"This has no point, Rera."
"The great discoveries, Erikodi, are granted to those who look beyond the obvious at the right time." Rera said. She was in one of her 'bad light' days: to intimidate, she smeared her black skin with white makeup around her eyes and mouth. In the correct lighting, it looked terrifying, like a skull. In the wrong light, it made her look like a raccoon that had gotten into the wrong compost pile. Today was one of the latter days.
"She still breathes, but there's nothing in her eyes. She was in the water too long. You may as well try and re-animate a corpse. Her only real worth is parts."
"You have spent too long in the reaping, Erikodi. All of you do. Indulging in death like it's a new plant to smoke instead of a sacred art." Rera said, walking around the alter where the fallen body of Royse lay, wrapped in dark red and green clothes, her head shorn of hair. If it wasn't for how pale she was, she'd seem just like another girl sleeping. "We craft the Therians to shake off wounds. The same matter can be applied here!"
"The beasts are crafted by us more or less from birth. You cannot pluck a corpse-"
"It is not a corpse!"
"...A near corpse from the river and do the same thing."
"So you say. Had you come to me two hundred years ago, I would have told you there was no way I would be alive now." Rera said, as she began lighting foul smelling candles.
"I will assist as you asked, but do not expect me to linger once this has the expected results and you beat yourself on a stone wall in denial."
"Yes yes...use the mixture, close the circle around me."
She didn't want to admit it, but Erikodi, once known as Aldreda before her mother had succumbed to madness and the town she (and Erikodi) had been in had thrown her out (after said madness had claimed her mother's life as well) in their fear it was in the blood, before she'd been taken in, and trained, and given a new name, was somewhat impressed by the work Rera had done. Her kind did not work together, or even meet much, save to welcome each other into the fold and direct them to the sheep, and hence Erikodi would likely sooner walk on hot coals then admit it. But Rera did have some interesting ideas, even if Erikodi thought they were futile.
At least, that was how Erikodi thought when the ritual began.
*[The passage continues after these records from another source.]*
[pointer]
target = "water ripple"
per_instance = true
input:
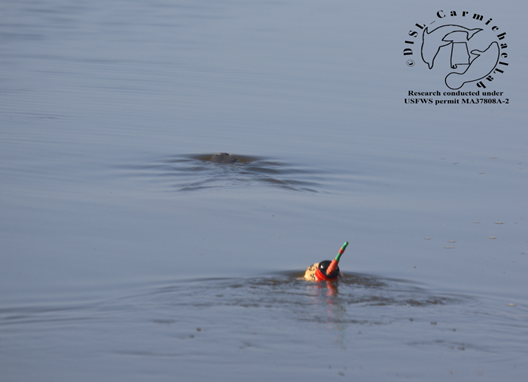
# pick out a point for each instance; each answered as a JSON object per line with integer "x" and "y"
{"x": 184, "y": 173}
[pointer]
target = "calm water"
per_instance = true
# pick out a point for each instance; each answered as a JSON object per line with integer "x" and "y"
{"x": 127, "y": 255}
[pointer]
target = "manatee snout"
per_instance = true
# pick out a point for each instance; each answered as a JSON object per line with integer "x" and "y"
{"x": 223, "y": 158}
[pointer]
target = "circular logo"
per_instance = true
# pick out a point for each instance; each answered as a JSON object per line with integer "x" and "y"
{"x": 460, "y": 47}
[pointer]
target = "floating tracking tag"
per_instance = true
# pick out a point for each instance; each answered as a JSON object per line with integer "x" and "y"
{"x": 329, "y": 270}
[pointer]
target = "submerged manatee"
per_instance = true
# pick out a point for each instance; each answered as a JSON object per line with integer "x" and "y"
{"x": 223, "y": 158}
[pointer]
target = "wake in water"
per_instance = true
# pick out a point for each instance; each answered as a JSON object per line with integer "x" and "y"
{"x": 198, "y": 172}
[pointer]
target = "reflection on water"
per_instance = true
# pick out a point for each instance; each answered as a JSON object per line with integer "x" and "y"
{"x": 302, "y": 299}
{"x": 199, "y": 172}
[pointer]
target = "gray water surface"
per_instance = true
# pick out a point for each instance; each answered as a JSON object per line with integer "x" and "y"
{"x": 126, "y": 254}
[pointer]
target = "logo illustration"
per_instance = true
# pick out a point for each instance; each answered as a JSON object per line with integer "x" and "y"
{"x": 460, "y": 47}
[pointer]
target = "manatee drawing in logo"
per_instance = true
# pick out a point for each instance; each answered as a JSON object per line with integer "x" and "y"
{"x": 445, "y": 35}
{"x": 479, "y": 68}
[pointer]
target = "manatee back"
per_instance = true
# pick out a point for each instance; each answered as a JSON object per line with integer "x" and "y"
{"x": 223, "y": 158}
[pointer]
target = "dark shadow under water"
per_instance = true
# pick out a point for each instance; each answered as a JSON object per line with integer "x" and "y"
{"x": 197, "y": 172}
{"x": 303, "y": 300}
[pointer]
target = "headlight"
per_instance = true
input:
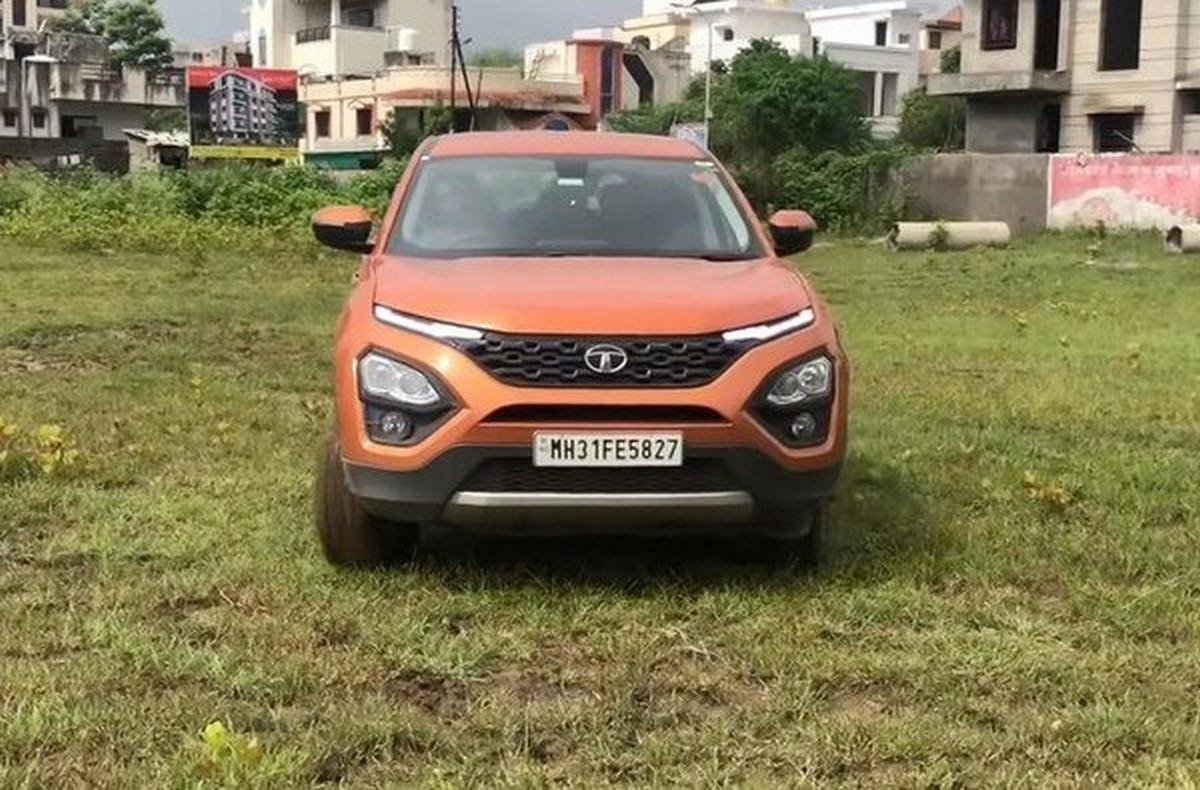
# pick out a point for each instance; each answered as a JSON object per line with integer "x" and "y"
{"x": 808, "y": 382}
{"x": 383, "y": 378}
By the time the air caught on fire, she had re-assessed it to madness. Rera was decaying, like some Haruspex did, and she had dragged Erikodi into it.
When the holes in the air had opened, Erokodi, refusing to leave her circle lest worse happen, had crossed to terror.
When it was all over, and the girl opened her eyes...it had become something else entirely.
Awe.
The flatness of the girl's gaze, a lack of confusion or fear, the calmness in her voice, should have been warning signs, but none of them registered to Erikodi. This hadn't been dragging a corpse back from the brink. This had been something MORE...she could feel it in her bones...
---
Ten years later.
Said feelings never changed.
Erikodi would watch as the girl, brought back through strange things that flowed through her, was invited into the order of blood and death. She watched as she took her name: Canaught. She watched as the sacrifice was brought out.
It only wavered when the woman began to weep, and Canaught did not bring the knife down. Instead, she stood and listened. Listened even as the whispers began to spread. As the sacrifice sobbed and begged and pleaded. Until the sacrifice had no more words.
She did not bring the knife down until twenty seconds after the sacrifice had no more words. Her sisters would later laud it as exquisite, drawing it out, feigning mercy. But Erikodi knew better.
Many years later, her writings would be read by other beings of power. But despite her efforts, that understanding had been lost.
---
She could feel it. Inside her. Burning away. Wasting away. It had cut through all her defenses like a knife through curds.
What struck Rera as she collapsed, looking at her student, the girl she had pulled back, the girl she had NAMED (Canaught, as the girl never cared for a name, even when she was supposed to pick one, she had never cared about anything, she learned and she listened but she never cared), was that there was no indication it had been coming. Rera had been ready for possible hidden ambition, or hatred, but the idea that her student would reach out and kill her so passively and so...pointlessly had never occurred to her. Done this way, it accomplished nothing.
It was the only reason she spoke.
"...Why?"
Canaught's lone answer was her ever-steady, ever flat, ever empty gaze. The last thought Rera had before she burned up from within was the artistry of the power. Like nothing any Haruspex had ever shown before. The gift she had accidentally given the girl who once loved fairies.
Canught took nothing as she left. She didn't destroy anything either. A younger Haruspex named Harit would later discover what Rera and Canught had left behind and work her own great evils with it, but that is another tale.
The first thing Canaught did as a free woman was walk to the nearest field and sit there for three days.
When she was done, she left the same way she'd come.